Toastmaster: Ann Hastings
Speaker: Lisa Lockhart
Evaluator: Hellena Jones-Elbling

At the Speech Craft for Freedom Writers on February 08, 2014

Introducing The Speaker

The purpose of the introduction is to prepare the audience for the speaker.


  • Refocus interest from where listeners were before to where the speaker wants them to be;
  • Set the tone of the speech and create a positive, friendly environment;
  • Build the foundation for the speaker’s talk – why the subject is important and why the audience should find it for interest;
  • Establish the speaker’s authority — any experience, expertise, or special knowledge the speaker has in the subject area;
  • Establish a bond between the speaker and the audience — what special reason the speaker has for speaking about the chosen topic; and,
  • Create a positive, friendly environment — make the speaker feel welcome.

A good introduction is a mini-speech, with an opening, a body, and a conclusion.

Essentials to include:

  • The speaker’s name;
  • The topic of the speech, including how the speech will benefit the audience; and,
  • The title of the speech — usually mentioned at the end of the introduction.

Additions for a Toastmasters manual speech:

  • The speech assignment, including the manual, project number and project title;
  • The speech objectives — of both the project and the speaker; and,
  • The length of the speech — e.g, 3-5 minutes, 5-7 minutes, etc.
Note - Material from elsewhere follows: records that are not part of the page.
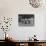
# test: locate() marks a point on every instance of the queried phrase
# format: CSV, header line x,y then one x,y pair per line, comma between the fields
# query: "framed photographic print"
x,y
26,19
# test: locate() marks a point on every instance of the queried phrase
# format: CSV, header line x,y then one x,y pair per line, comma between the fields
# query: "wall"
x,y
11,8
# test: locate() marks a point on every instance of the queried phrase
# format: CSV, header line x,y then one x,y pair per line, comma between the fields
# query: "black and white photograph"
x,y
26,19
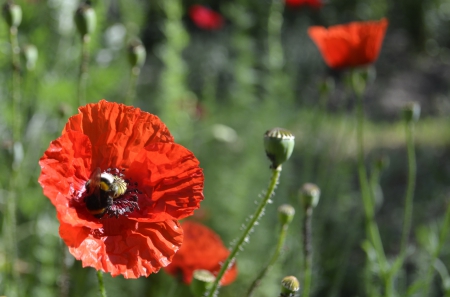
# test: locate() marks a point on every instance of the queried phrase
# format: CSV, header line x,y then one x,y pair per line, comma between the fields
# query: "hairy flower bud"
x,y
279,144
13,14
85,19
411,112
286,214
309,195
136,53
201,282
289,286
30,53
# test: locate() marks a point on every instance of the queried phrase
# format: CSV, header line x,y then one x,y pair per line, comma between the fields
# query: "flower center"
x,y
109,193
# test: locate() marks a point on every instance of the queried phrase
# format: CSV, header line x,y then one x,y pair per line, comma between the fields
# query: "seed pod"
x,y
411,112
309,195
279,144
286,214
85,19
136,53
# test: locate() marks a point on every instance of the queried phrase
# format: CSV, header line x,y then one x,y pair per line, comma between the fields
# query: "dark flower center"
x,y
110,193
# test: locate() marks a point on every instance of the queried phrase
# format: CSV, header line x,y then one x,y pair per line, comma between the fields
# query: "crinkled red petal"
x,y
350,45
117,132
123,246
171,180
202,249
65,168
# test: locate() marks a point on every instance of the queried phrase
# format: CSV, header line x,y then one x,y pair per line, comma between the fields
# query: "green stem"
x,y
307,251
274,26
371,226
131,93
245,235
262,274
9,228
15,83
435,255
101,284
409,129
84,63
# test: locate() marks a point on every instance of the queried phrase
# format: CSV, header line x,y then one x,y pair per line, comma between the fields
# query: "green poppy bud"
x,y
382,162
85,19
30,54
279,144
286,214
309,195
136,53
201,282
13,14
411,112
289,286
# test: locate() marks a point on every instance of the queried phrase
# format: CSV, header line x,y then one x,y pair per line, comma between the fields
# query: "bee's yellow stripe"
x,y
98,211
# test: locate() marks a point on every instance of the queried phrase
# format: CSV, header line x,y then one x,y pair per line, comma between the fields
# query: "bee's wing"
x,y
93,184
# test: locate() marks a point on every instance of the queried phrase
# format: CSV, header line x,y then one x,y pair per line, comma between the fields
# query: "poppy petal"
x,y
117,132
111,250
202,249
111,235
65,169
171,180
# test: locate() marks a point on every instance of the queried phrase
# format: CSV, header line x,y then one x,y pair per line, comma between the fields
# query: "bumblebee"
x,y
101,190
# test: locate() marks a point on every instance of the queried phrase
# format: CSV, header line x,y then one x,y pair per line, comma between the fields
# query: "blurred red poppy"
x,y
202,249
205,18
310,3
136,232
350,45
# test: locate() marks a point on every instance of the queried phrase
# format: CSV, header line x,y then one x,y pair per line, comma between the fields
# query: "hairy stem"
x,y
84,63
131,93
409,127
273,259
101,284
307,251
372,231
244,237
435,255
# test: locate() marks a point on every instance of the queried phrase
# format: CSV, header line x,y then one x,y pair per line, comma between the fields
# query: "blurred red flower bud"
x,y
349,45
205,18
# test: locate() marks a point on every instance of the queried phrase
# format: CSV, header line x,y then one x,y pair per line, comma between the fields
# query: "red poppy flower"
x,y
349,45
310,3
205,18
122,217
201,249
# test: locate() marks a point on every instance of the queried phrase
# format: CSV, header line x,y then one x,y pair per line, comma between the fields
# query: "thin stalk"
x,y
307,251
10,223
15,50
371,226
273,259
244,237
435,255
101,284
84,63
131,93
412,169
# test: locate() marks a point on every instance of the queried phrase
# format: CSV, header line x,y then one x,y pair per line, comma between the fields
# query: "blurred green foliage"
x,y
218,92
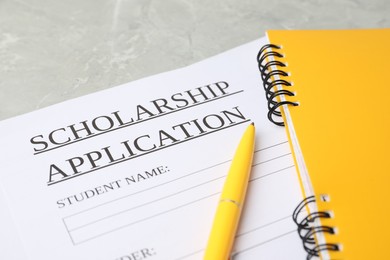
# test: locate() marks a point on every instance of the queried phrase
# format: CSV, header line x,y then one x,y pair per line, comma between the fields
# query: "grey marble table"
x,y
51,51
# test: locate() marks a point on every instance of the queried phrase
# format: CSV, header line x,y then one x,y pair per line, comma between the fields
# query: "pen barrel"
x,y
221,239
228,213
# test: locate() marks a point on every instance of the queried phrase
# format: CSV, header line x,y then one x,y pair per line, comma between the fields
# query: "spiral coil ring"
x,y
272,79
307,230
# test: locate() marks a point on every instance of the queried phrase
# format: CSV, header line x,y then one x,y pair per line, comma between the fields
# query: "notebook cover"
x,y
342,123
The whole introduction should be last 30-45 seconds. Make it short and make it count.

Lectern etiquette:

  • Speak to the audience: Maintain primary contact until the speaker is introduced;
  • Lead the applause as the speaker comes to the lectern;
  • Shake hands before relinquishing the lectern; and,
  • Show interest throughout the speech especially while in view of the audience.

After the speech:

  • Meet the speaker at the lectern;
  • Shake hands;
  • Lead the applause as the speaker returns to his or her seat or leaves the room.